The Bancroft Library has the second largest pictorial collection at a research institution in the nation. Its Pictorial Collection of eight million items is surpassed in size only by that of the Library of Congress. Consisting primarily of photographic negatives and prints, the Bancroft collection also includes paintings, prints, drawings, posters, and advertising memorabilia.
Photography: California and the West
The technological development of photography is contemporary to the development of the American West, and photography played a significant role in the settling of the West. Federal and state governments commissioned photographic surveys that provided valuable documentation for building railroads and attracting East Coast and foreign investors who funded industrial mining, timber, and agricultural operations. Photographs by Carleton Watkins in the 1860s were critical to establishing Yosemite first as a state park and then as a national park.
Represented by more than a million images, beginning with the 450-year-old Codex Fernández Leal and continuing through representations from the early 20th century, Mexico is—after California—the largest geographic area and the most frequently represented subject in The Bancroft Library Pictorial Collection.

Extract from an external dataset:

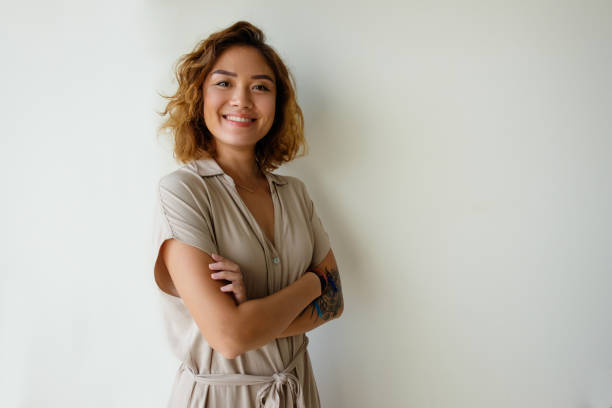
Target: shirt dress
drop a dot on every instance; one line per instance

Major subject areas represented significantly in the Pictorial Collection include:
- Early voyages of exploration
- Earliest visual documentation of coastal California, countless other locations along the Pacific Coast, and Hawaii
- Native Americans in California
- California missions
- Scenic views of early California
- Yosemite and other wilderness areas
- Californios: Mexican California before 1848
- 19th-century landscape paintings of the West
- California Gold Rush
- Mining and exploitation of natural resources in California, Nevada, Alaska, and Mexico
- Chinese in California
- Portrait photographs, prints, and paintings of individuals prominent in the history of the West and Mexico
- Transportation: clipper ships, railroads, streetcars
- San Francisco
- 1906 San Francisco earthquake and fire
- Agriculture in California
- Early aviation in California
- History of environmental movements and organizations
- Major physical infrastructure projects (bridges, dams, and power plants)

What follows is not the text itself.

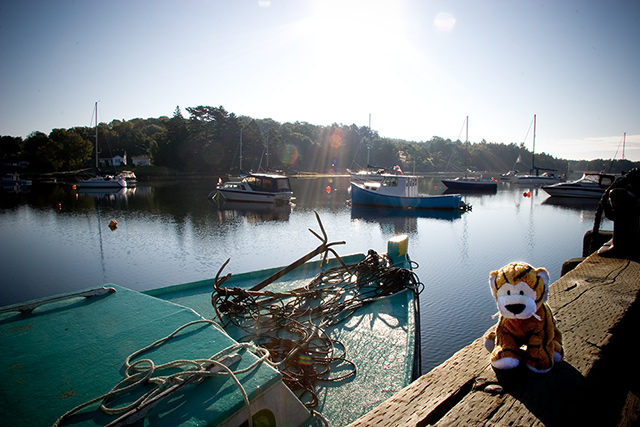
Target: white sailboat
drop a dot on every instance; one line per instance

- World War II in California
- War Relocation Authority photographs of the Japanese evacuation, internment, and resettlement
- Kaiser Shipyards
- African Americans in Northern California
- Protest movements: civil rights organizations, Free Speech Movement
- Police, crime, prisons, trials
- Lesbian, Gay, Bisexual, and Transgender (LGBT)

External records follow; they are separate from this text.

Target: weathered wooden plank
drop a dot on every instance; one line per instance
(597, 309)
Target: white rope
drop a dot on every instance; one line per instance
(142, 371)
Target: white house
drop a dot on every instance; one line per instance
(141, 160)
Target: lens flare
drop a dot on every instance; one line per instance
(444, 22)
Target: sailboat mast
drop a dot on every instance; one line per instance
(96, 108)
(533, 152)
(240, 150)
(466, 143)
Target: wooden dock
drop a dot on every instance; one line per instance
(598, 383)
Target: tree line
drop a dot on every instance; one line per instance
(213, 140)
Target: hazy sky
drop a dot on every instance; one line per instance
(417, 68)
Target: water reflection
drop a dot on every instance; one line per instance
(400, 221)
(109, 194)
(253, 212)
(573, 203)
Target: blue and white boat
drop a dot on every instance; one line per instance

- Newspaper photography—1920s to 1990s
The photography collection at Bancroft spans the history of the medium from early cased photographs—including daguerreotypes, ambrotypes, and tintypes—to contemporary digital images. The collection contains photographs by renowned photographers such as Ansel Adams and Dorothea Lange and the photographic archives of lesser known but important documentary photographers such as Michelle Vignes and Chauncey Hare.
Also significant and of great import are the many thousands of photographs, snapshots, and family photograph albums made by amateur photographers over the past 160 years, which provide researchers with a wide-ranging view of daily events, family life, and leisure activities.
The Bancroft Pictorial Collection contains a variety of non-photographic representations, including more than 400 hundred framed paintings and prints—notably bird’s-eye views, scenic views, and images of seafaring vessels. Many of them are part of the Robert B. Honeyman, Jr. Collection of Early Californian Art and Western Americana, dating from the 19th century. Other significant non-photographic collections include the Taller de Gráfica Popular, a large body of political prints and broadsides from Mexico, 1937-1950. French, British, and American posters from World War I and II constitute important and voluminous collections; many of these have been digitized and are available online.
The Robert B. Honeyman, Jr. Collection of Early Californian Art and Western Americana is the single most important acquisition of pictorial material for The Bancroft Library to date. It has been digitized in its entirety. The Honeyman Collection’s impressive array of 2371 items includes the visual testimony of explorers, sailors, surveyors, scientists, soldiers, fortune seekers, ship's physicians, printmakers, and painters who produced notebooks, journals, and diaries replete with pen and ink drawings as well as pencil and watercolor sketches. These are the visual documentation of the major voyages of exploration that landed on the western shores of the North American continent in the late 18th and early 19th centuries. Among them are the La Perouse Expedition (1769), the Malaspina Expedition (1791), the Vancouver Expeditions (1792), the Langsdorff/Rezanov Expeditions (1803-1807), and later American expeditions and surveys. In addition, the Honeyman Collection includes important works by major 19th-century painters of California.
Thousands of digital images from the collections of The Bancroft Library can be viewed in the Online Archive of California and on Calisphere. These include among others the entire Robert Honeyman, Jr. Collection of Early Californian Art and Western Americana, Cased Photographs and Related Images from The Bancroft Library Pictorial Collection, the Lone Mountain Collection of Stereographs by Eadweard Muybridge, and the Rosalie Ritz Courtroom Drawings.